Automatic Horizontal Curve Identification and Measurement Method Using GPS Data

Abstract

Horizontal curves play a critical role in roadway safety by providing a smooth transition between tangent sections. Because radii of horizontal curves are one of the most fundamental elements in roadway geometry design, transportation agencies, e.g., state DOTs, need to measure them to support network-level safety analysis. However, the traditional methods that are commonly used by transportation agencies, e.g., plan sheet reading method and chord-offset method, are time consuming, labor intensive, and inaccurate. Although some semiautomatic and automatic methods have been developed using global positioning system (GPS) data and/or geographic information system (GIS) functions in recent years, these methods are not yet ready to be practically used in a network-level analysis because they either require intensive manual intervention or lack of the capability in automatically identifying complex curves.
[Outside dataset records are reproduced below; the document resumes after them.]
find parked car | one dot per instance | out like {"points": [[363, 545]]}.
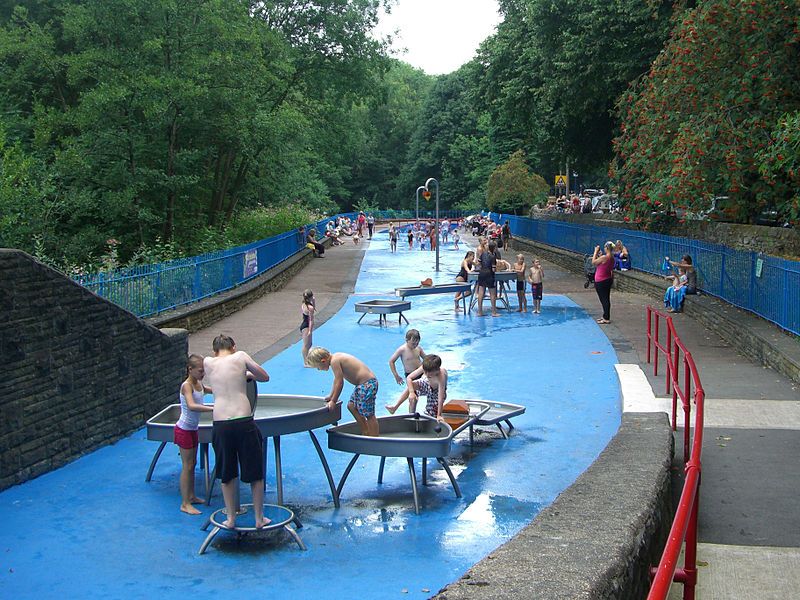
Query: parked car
{"points": [[722, 211], [605, 203]]}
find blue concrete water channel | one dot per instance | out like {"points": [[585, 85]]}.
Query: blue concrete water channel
{"points": [[95, 529]]}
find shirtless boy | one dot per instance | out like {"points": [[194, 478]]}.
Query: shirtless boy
{"points": [[535, 278], [411, 353], [433, 385], [347, 367], [236, 439]]}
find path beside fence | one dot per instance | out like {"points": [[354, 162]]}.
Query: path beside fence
{"points": [[749, 524]]}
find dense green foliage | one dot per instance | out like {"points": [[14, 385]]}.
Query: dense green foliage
{"points": [[513, 188], [148, 120], [175, 128]]}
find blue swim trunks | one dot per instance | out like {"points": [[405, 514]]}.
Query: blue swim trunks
{"points": [[424, 389], [363, 397]]}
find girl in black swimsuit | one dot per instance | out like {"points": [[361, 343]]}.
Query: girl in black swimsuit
{"points": [[463, 274], [307, 309]]}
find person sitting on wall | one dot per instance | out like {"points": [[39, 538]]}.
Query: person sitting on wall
{"points": [[311, 238], [691, 272], [622, 259]]}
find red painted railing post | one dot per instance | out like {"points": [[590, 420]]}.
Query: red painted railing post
{"points": [[683, 533], [687, 395], [690, 547], [668, 357], [655, 358]]}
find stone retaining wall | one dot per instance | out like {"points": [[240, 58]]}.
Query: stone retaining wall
{"points": [[749, 334], [78, 371], [600, 536]]}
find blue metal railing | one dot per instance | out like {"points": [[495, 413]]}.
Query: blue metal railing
{"points": [[765, 285], [147, 290]]}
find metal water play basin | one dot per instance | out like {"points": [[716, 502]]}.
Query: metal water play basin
{"points": [[410, 436], [275, 415]]}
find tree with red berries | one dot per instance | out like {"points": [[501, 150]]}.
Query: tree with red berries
{"points": [[716, 115]]}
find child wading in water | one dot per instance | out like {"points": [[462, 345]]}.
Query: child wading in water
{"points": [[307, 309], [433, 385], [191, 395], [412, 355], [349, 368], [520, 267], [535, 278]]}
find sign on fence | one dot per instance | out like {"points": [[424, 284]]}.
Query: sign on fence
{"points": [[250, 263]]}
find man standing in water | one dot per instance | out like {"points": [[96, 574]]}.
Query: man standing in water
{"points": [[236, 439]]}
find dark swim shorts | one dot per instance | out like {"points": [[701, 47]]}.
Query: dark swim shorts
{"points": [[363, 397], [238, 443]]}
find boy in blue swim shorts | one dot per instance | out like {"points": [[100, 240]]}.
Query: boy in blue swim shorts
{"points": [[348, 368]]}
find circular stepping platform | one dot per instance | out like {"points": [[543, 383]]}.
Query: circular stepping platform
{"points": [[280, 517]]}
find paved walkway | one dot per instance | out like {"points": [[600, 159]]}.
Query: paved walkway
{"points": [[749, 520]]}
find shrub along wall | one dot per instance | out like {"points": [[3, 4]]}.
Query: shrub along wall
{"points": [[78, 371]]}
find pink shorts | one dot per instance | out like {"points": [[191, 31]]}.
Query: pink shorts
{"points": [[185, 439]]}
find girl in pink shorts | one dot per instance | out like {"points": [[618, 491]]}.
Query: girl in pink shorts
{"points": [[191, 395]]}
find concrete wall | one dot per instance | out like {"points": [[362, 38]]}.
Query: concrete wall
{"points": [[78, 372], [600, 536], [776, 241]]}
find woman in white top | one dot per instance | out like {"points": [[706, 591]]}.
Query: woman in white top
{"points": [[185, 436]]}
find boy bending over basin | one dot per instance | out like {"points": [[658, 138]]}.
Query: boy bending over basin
{"points": [[347, 367], [235, 437], [433, 385]]}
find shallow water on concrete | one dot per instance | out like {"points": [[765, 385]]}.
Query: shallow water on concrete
{"points": [[96, 528]]}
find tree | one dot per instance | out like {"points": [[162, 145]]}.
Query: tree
{"points": [[513, 188]]}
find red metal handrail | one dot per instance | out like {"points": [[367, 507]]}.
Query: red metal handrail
{"points": [[684, 525]]}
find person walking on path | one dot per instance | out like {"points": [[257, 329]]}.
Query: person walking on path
{"points": [[307, 309], [604, 278], [392, 238]]}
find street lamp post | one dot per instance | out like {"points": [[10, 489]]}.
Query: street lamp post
{"points": [[436, 227]]}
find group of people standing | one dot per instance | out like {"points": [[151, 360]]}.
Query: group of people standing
{"points": [[487, 261], [614, 255]]}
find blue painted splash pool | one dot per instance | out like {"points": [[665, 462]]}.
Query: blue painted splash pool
{"points": [[95, 528]]}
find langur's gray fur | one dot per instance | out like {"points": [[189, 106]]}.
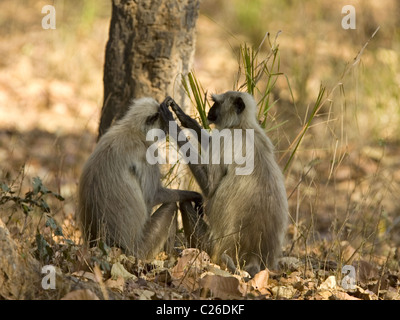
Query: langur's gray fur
{"points": [[118, 188], [246, 214]]}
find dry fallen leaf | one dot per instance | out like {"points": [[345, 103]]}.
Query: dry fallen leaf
{"points": [[118, 270], [220, 286], [329, 283], [189, 267], [84, 294], [285, 292], [117, 284], [260, 280]]}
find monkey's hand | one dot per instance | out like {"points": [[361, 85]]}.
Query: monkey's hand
{"points": [[186, 121], [165, 114], [199, 206]]}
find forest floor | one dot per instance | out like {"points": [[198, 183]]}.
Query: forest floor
{"points": [[343, 200]]}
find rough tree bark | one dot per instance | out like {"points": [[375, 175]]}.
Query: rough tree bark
{"points": [[151, 43]]}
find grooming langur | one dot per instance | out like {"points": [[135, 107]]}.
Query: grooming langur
{"points": [[118, 187], [246, 214]]}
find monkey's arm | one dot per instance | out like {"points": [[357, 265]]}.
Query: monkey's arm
{"points": [[186, 121], [199, 170], [165, 195]]}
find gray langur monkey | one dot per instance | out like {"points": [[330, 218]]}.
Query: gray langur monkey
{"points": [[246, 214], [118, 187]]}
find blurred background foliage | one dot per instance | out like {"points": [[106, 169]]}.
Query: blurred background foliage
{"points": [[345, 177]]}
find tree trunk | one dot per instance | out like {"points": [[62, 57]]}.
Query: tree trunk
{"points": [[151, 43]]}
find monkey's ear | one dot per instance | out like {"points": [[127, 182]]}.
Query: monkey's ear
{"points": [[239, 105]]}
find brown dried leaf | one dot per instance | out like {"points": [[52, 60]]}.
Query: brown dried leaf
{"points": [[84, 294], [117, 285], [220, 286], [260, 280]]}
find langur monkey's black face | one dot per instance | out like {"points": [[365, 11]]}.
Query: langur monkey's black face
{"points": [[229, 107], [151, 121]]}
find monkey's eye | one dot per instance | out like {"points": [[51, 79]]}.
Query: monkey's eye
{"points": [[153, 118]]}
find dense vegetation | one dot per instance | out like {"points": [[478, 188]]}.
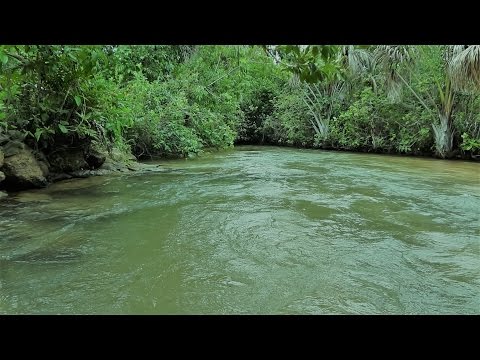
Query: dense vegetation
{"points": [[180, 100]]}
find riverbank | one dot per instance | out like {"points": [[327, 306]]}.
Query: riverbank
{"points": [[22, 168]]}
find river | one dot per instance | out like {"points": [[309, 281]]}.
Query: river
{"points": [[255, 230]]}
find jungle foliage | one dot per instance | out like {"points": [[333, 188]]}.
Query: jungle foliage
{"points": [[171, 100]]}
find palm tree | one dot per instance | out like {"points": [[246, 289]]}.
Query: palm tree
{"points": [[461, 73]]}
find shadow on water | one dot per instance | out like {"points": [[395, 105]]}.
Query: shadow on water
{"points": [[257, 230]]}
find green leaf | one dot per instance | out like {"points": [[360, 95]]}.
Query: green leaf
{"points": [[62, 128], [38, 133], [3, 58]]}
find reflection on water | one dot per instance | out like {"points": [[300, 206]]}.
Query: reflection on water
{"points": [[255, 230]]}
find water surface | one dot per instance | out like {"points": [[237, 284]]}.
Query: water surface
{"points": [[257, 230]]}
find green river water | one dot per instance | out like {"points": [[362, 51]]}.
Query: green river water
{"points": [[255, 230]]}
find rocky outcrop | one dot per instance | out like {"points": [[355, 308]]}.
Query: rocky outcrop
{"points": [[22, 170], [67, 160], [96, 156]]}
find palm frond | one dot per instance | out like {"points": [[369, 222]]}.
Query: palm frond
{"points": [[464, 66]]}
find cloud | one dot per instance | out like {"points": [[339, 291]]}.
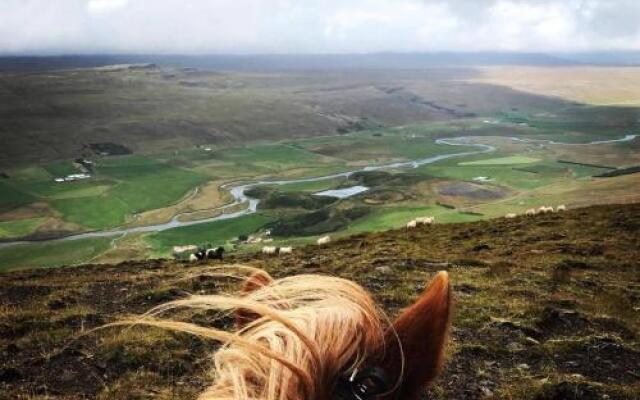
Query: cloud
{"points": [[320, 26], [105, 6]]}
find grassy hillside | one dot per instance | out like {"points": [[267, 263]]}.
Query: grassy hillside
{"points": [[546, 308]]}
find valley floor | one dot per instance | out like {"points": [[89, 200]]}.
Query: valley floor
{"points": [[547, 307]]}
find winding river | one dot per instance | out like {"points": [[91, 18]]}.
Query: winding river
{"points": [[237, 190]]}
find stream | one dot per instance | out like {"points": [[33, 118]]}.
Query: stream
{"points": [[238, 189]]}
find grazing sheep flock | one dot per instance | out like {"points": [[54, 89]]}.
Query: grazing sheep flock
{"points": [[216, 253], [420, 221], [541, 210], [270, 250], [273, 250]]}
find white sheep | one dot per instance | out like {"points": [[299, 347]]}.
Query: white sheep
{"points": [[269, 250], [425, 220], [286, 250]]}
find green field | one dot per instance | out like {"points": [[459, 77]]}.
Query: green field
{"points": [[396, 217], [123, 186], [52, 254], [20, 228], [502, 161], [216, 233]]}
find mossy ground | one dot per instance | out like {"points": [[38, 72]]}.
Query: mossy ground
{"points": [[547, 307]]}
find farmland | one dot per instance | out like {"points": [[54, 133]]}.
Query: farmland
{"points": [[287, 127]]}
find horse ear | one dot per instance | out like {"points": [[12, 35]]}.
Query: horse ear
{"points": [[423, 331], [257, 280]]}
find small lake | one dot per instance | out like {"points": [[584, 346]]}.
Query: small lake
{"points": [[343, 193]]}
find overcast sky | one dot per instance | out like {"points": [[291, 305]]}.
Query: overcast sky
{"points": [[315, 26]]}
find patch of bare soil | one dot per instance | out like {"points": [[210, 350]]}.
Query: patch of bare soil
{"points": [[472, 191]]}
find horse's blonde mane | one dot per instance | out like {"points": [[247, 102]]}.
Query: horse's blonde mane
{"points": [[306, 331]]}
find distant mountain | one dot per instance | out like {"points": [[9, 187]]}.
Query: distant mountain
{"points": [[288, 61]]}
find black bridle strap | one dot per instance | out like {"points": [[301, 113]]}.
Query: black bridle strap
{"points": [[366, 384]]}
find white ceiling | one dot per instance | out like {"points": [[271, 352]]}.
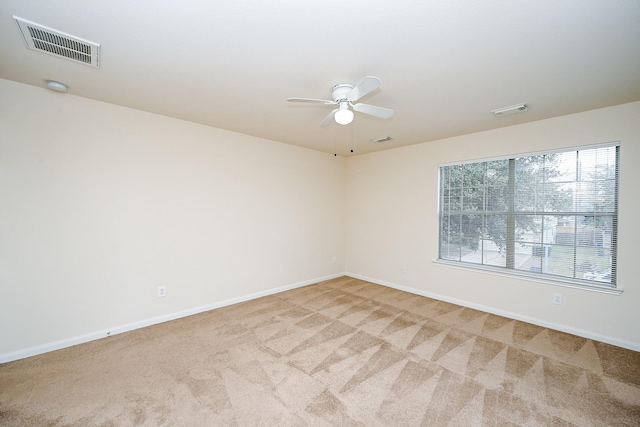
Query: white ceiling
{"points": [[444, 64]]}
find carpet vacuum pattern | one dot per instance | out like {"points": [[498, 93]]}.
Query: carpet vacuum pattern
{"points": [[343, 352]]}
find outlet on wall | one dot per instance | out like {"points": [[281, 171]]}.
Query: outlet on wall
{"points": [[557, 298]]}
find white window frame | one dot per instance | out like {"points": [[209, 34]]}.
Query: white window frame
{"points": [[613, 288]]}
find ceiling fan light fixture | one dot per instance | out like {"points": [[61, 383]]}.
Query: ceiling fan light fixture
{"points": [[344, 117]]}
This study is aimed to develop a new method using widely available GPS data that can automatically identify all types of horizontal curves and measure the corresponding curve radii, including the most challenging spiral curve. The simulation test using 385 synthetic horizontal curves shows that the proposed method can correctly identify 90.1% of the tested curves and can accurately classify 87.3% of the detected curves types. The field test shows that the proposed method can correctly identify all of the 25 tested curves and can accurately measure the corresponding radii. The results from an experimental test clearly demonstrate the accuracy and effectiveness of the proposed method. A case study on Interstate 285 demonstrates that proposed method is a promising method for transportation agencies to achieve reliable and efficient network-level analysis.